Filed Under Movies and Music on 2006-11-01, 11:33
I love films by Darren Aronofsky. Alright, well maybe love isn’t the right word for both films I’ve seen. Pi is one of my favorite films, and I can watch it over and over. Like the companion that you always enjoy conversing with and spending time with. Requiem for a Dream is an incredibly powerful movie that I have only watched once for fear that I would not be able to make it all the way through again. It is an incredibly powerful creation that depresses you, yet makes you feel happy to be alive no matter what trivial problems you have. It’s more like that one night stand that was so incredible, yet so wrong at the same time.

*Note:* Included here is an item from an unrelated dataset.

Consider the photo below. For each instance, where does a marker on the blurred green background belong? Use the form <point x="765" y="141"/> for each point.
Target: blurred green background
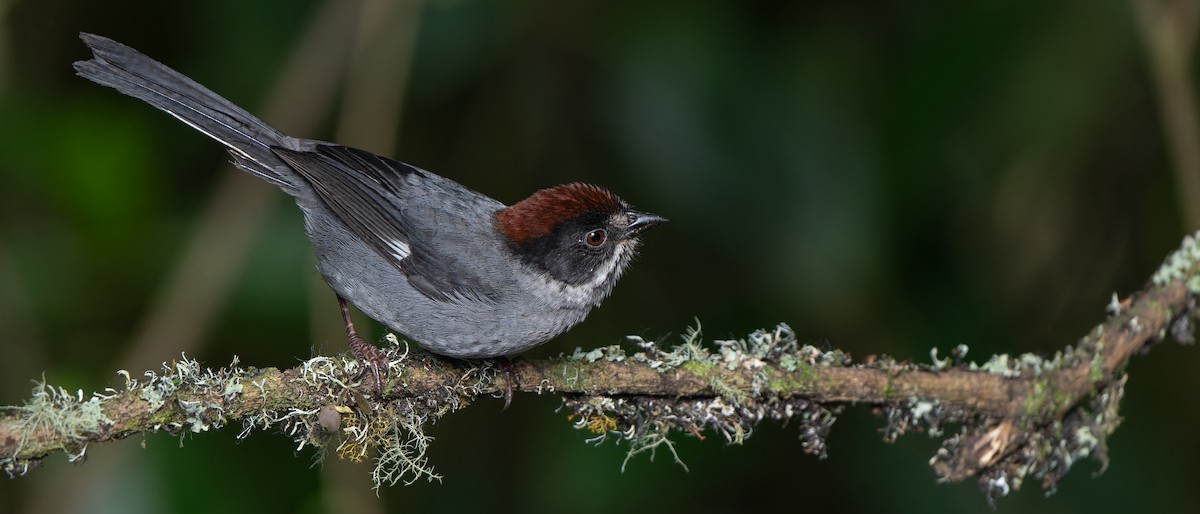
<point x="885" y="177"/>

I’m so happy to hear that he’s coming out with a new movie and that he is again pushing some boundaries and approaching it without the typical Hollywood “let’s make millions with explosions and sexy women” attitude.

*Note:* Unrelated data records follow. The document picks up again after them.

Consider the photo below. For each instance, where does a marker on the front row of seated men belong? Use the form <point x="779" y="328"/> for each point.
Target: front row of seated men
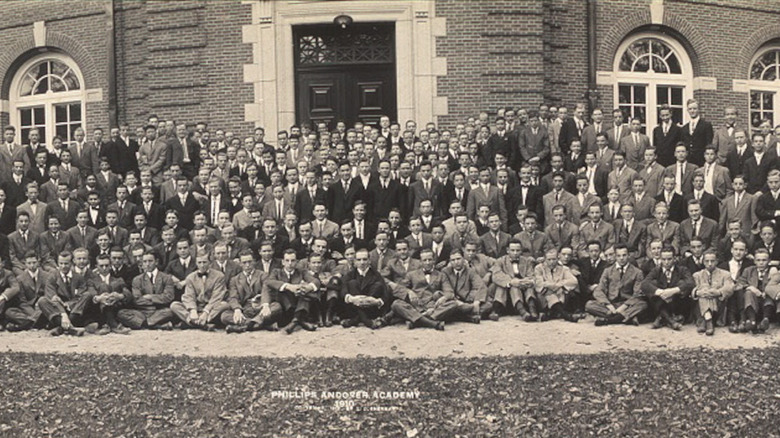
<point x="387" y="286"/>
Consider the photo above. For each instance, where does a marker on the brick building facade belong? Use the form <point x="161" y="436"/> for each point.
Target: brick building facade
<point x="231" y="63"/>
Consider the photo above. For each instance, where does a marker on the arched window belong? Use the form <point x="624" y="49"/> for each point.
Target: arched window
<point x="765" y="86"/>
<point x="47" y="93"/>
<point x="652" y="70"/>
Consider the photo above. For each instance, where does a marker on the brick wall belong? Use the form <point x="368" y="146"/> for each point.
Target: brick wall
<point x="184" y="61"/>
<point x="494" y="53"/>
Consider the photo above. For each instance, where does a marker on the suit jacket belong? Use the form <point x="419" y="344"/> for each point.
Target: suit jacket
<point x="492" y="247"/>
<point x="18" y="248"/>
<point x="615" y="287"/>
<point x="56" y="287"/>
<point x="203" y="294"/>
<point x="669" y="235"/>
<point x="427" y="291"/>
<point x="687" y="176"/>
<point x="88" y="161"/>
<point x="736" y="162"/>
<point x="177" y="270"/>
<point x="569" y="132"/>
<point x="8" y="218"/>
<point x="417" y="194"/>
<point x="154" y="155"/>
<point x="756" y="174"/>
<point x="724" y="142"/>
<point x="242" y="291"/>
<point x="304" y="204"/>
<point x="502" y="271"/>
<point x="534" y="145"/>
<point x="340" y="201"/>
<point x="567" y="235"/>
<point x="664" y="144"/>
<point x="493" y="198"/>
<point x="614" y="137"/>
<point x="656" y="279"/>
<point x="566" y="199"/>
<point x="708" y="233"/>
<point x="678" y="210"/>
<point x="745" y="211"/>
<point x="157" y="295"/>
<point x="579" y="212"/>
<point x="643" y="208"/>
<point x="77" y="241"/>
<point x="603" y="232"/>
<point x="635" y="151"/>
<point x="534" y="244"/>
<point x="53" y="246"/>
<point x="121" y="155"/>
<point x="710" y="206"/>
<point x="696" y="142"/>
<point x="395" y="271"/>
<point x="636" y="240"/>
<point x="383" y="200"/>
<point x="15" y="193"/>
<point x="186" y="211"/>
<point x="498" y="143"/>
<point x="107" y="187"/>
<point x="72" y="176"/>
<point x="39" y="221"/>
<point x="468" y="286"/>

So what makes this deserving of a post on a blog dedicated to ‘geek’? Ironically it’s the fact the he has chosen not to use CGI to portray scenes from space. Using microphotography, Aronofsky has recreated space it what hopes to be a timeless manner. While the CGI of the past few years quickly gets dated, this approach seems to point back to the methods used in 2001: A Space Odyssey, a timeless film without an enourmous special effects budget.

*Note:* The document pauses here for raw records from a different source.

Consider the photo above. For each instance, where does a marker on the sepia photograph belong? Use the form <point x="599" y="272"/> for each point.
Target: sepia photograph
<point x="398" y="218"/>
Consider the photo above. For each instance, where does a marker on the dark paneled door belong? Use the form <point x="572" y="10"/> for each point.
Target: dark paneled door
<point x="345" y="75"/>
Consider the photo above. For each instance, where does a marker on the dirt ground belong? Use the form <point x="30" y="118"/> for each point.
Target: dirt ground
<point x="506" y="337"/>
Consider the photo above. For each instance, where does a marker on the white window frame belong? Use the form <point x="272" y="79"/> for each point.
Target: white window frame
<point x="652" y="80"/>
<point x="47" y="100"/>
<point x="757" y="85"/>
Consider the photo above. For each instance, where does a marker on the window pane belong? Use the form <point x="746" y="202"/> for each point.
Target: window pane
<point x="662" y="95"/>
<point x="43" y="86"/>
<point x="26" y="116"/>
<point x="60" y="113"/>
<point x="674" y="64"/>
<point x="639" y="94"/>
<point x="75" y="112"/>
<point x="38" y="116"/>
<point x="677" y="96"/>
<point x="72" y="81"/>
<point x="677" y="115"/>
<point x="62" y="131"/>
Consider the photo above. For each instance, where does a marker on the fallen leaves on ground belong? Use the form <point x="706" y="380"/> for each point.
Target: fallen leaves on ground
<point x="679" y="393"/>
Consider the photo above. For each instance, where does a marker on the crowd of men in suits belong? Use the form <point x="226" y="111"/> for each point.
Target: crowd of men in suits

The technique is described in an article in Wired:
Then Aronofsky’s team discovered the work of Peter Parks, a marine biologist and photographer who lives in a 400-year-old cowshed west of London. Parks and his son run a home f/x shop based on a device they call the microzoom optical bench. Bristling with digital and film cameras, lenses, and Victorian prisms, their contraption can magnify a microliter of water up to 500,000 times or fill an Imax screen with the period at the end of this sentence. Into water they sprinkle yeast, dyes, solvents, and baby oil, along with other ingredients they decline to divulge. The secret of Parks’ technique is an odd law of fluid dynamics: The less fluid you have, the more it behaves like a solid. The upshot is that Parks can make a dash of curry powder cascading toward the lens look like an onslaught of flaming meteorites. “When these images are projected on a big screen, you feel like you’re looking at infinity,” he says. “That’s because the same forces at work in the water – gravitational effects, settlement, refractive indices – are happening in outer space.
I am looking forward to this movie so much, and I hope it does live up to its expectations. It has Aronofsky behind it, a story about eternal life, space, time travel, Clint Mansell doing the score, Hugh Jackman is starring in the lead role, and people are already comparing it to 2001 and films like Eternal Sunshine of the Spotless Mind.